Ortutay Csaba, Vihinen Mauno
Institute of Medical Technology, FI-33014 University of Tampere and Tampere University Hospital, FI-33520 Tampere, Finland.
Nucleic Acids Res. 2009 Feb;37(2):622-8. doi: 10.1093/nar/gkn982. Epub 2008 Dec 10.
Disease gene identification is still a challenge despite modern high-throughput methods. Many diseases are very rare or lethal and thus cannot be investigated with traditional methods. Several in silico methods have been developed but they have some limitations. We introduce a new method that combines information about protein-interaction network properties and Gene Ontology terms. Genes with high-calculated network scores and statistically significant gene ontology terms based on known diseases are prioritized as candidate genes. The method was applied to identify novel primary immunodeficiency-related genes, 26 of which were found. The investigation uses the protein-interaction network for all essential immunome human genes available in the Immunome Knowledge Base and an analysis of their enriched gene ontology annotations. The identified disease gene candidates are mainly involved in cellular signaling including receptors, protein kinases and adaptor and binding proteins as well as enzymes. The method can be generalized for any disease group with sufficient information.

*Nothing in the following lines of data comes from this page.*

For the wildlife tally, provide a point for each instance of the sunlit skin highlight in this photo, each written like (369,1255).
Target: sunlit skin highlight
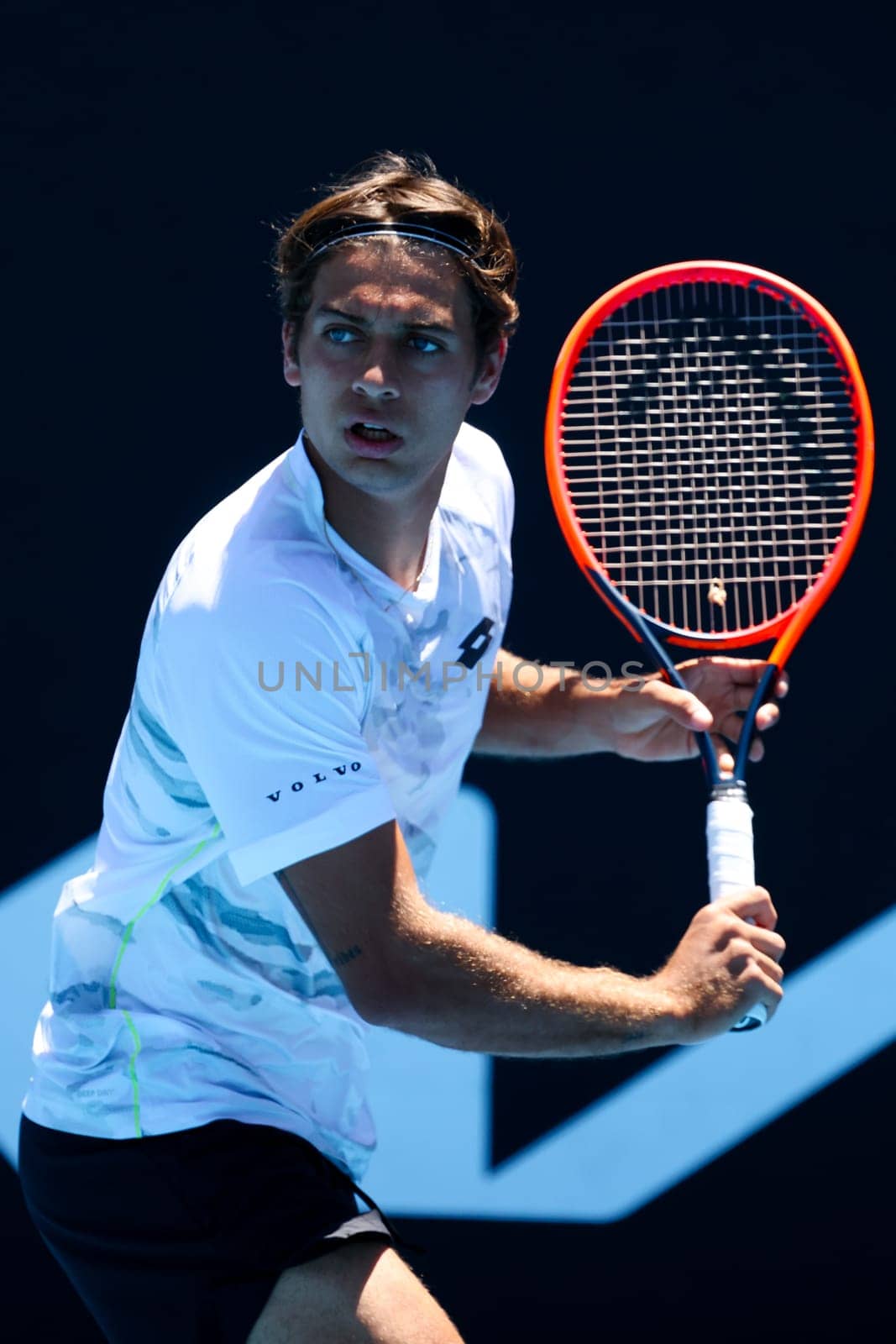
(389,339)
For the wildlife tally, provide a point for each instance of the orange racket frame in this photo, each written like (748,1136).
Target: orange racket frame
(790,624)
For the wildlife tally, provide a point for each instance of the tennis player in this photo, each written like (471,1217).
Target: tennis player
(322,656)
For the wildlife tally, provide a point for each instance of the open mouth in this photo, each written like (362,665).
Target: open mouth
(372,433)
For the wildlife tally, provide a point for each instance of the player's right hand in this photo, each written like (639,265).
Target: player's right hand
(727,963)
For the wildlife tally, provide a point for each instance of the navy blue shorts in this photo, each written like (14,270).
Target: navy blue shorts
(181,1236)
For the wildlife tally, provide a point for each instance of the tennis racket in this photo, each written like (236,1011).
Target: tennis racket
(710,457)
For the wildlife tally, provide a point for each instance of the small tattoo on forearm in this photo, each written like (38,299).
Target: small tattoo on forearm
(349,954)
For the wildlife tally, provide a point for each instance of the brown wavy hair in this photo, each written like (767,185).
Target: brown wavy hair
(396,188)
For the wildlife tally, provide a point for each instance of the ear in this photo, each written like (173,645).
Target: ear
(291,363)
(490,374)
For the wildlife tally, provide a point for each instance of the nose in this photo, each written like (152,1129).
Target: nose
(378,376)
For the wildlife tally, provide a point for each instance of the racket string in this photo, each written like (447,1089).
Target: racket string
(710,454)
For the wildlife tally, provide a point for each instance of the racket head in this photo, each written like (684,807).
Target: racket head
(719,421)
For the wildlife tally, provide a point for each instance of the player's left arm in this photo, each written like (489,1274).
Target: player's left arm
(555,710)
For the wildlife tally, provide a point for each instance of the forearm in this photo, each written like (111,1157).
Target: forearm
(547,711)
(458,985)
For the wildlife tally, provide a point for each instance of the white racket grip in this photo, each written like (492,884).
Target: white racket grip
(731,862)
(730,844)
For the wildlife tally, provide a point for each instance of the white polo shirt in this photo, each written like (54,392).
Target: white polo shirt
(288,698)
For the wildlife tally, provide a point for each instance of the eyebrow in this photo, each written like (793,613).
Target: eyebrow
(363,322)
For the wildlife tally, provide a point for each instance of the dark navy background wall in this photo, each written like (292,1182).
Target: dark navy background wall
(149,155)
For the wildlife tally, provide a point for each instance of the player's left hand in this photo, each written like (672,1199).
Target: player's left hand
(656,722)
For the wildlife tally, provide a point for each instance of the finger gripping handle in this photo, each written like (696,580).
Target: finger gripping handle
(731,860)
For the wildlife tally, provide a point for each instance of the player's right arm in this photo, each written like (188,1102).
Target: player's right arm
(419,971)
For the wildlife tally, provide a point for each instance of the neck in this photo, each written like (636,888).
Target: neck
(389,531)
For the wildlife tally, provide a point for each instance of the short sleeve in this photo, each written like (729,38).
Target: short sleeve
(268,694)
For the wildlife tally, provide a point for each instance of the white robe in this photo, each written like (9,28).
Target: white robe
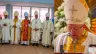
(47,28)
(6,31)
(61,39)
(35,35)
(15,40)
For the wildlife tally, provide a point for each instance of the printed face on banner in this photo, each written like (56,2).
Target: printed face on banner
(75,12)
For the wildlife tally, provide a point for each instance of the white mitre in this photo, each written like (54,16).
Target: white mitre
(75,12)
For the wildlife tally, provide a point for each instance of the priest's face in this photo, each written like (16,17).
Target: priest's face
(36,16)
(76,30)
(5,16)
(47,18)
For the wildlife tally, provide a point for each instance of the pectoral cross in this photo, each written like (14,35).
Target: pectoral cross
(73,10)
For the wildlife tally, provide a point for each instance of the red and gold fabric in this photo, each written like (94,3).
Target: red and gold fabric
(25,34)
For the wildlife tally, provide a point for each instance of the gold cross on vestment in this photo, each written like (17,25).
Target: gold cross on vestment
(73,10)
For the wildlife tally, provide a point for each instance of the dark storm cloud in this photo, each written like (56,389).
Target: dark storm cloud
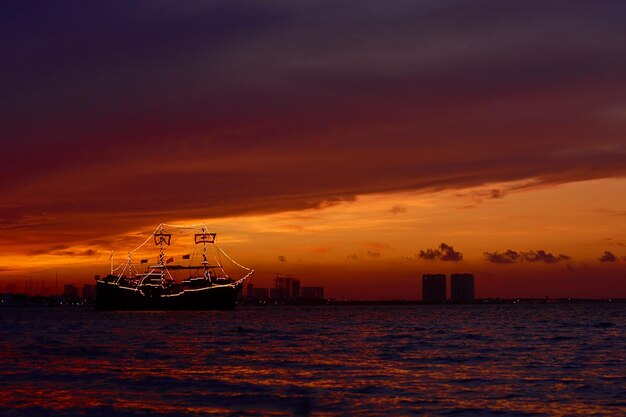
(123,113)
(444,253)
(511,256)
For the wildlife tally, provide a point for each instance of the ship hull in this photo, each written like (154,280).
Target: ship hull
(111,296)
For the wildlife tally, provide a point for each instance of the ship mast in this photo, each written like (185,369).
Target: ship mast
(205,238)
(161,239)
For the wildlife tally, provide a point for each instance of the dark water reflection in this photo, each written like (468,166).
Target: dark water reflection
(403,360)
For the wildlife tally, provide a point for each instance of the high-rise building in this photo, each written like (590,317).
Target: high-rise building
(462,288)
(70,291)
(260,294)
(286,287)
(312,292)
(434,288)
(89,292)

尽管有现代高通量方法,但疾病基因识别仍然是一项挑战。许多疾病非常罕见或具有致死性,因此无法用传统方法进行研究。已经开发了几种计算机模拟方法,但它们存在一些局限性。我们引入了一种新方法,该方法结合了蛋白质相互作用网络特性和基因本体术语的信息。基于已知疾病,具有高计算网络分数和统计学上显著基因本体术语的基因被优先作为候选基因。该方法被应用于识别新的原发性免疫缺陷相关基因,共发现了26个。该研究使用了免疫组知识库中所有基本免疫组人类基因的蛋白质相互作用网络,并对其丰富的基因本体注释进行了分析。所识别的疾病基因候选物主要参与细胞信号传导,包括受体、蛋白激酶、衔接蛋白和结合蛋白以及酶。该方法可以推广到任何有足够信息的疾病组。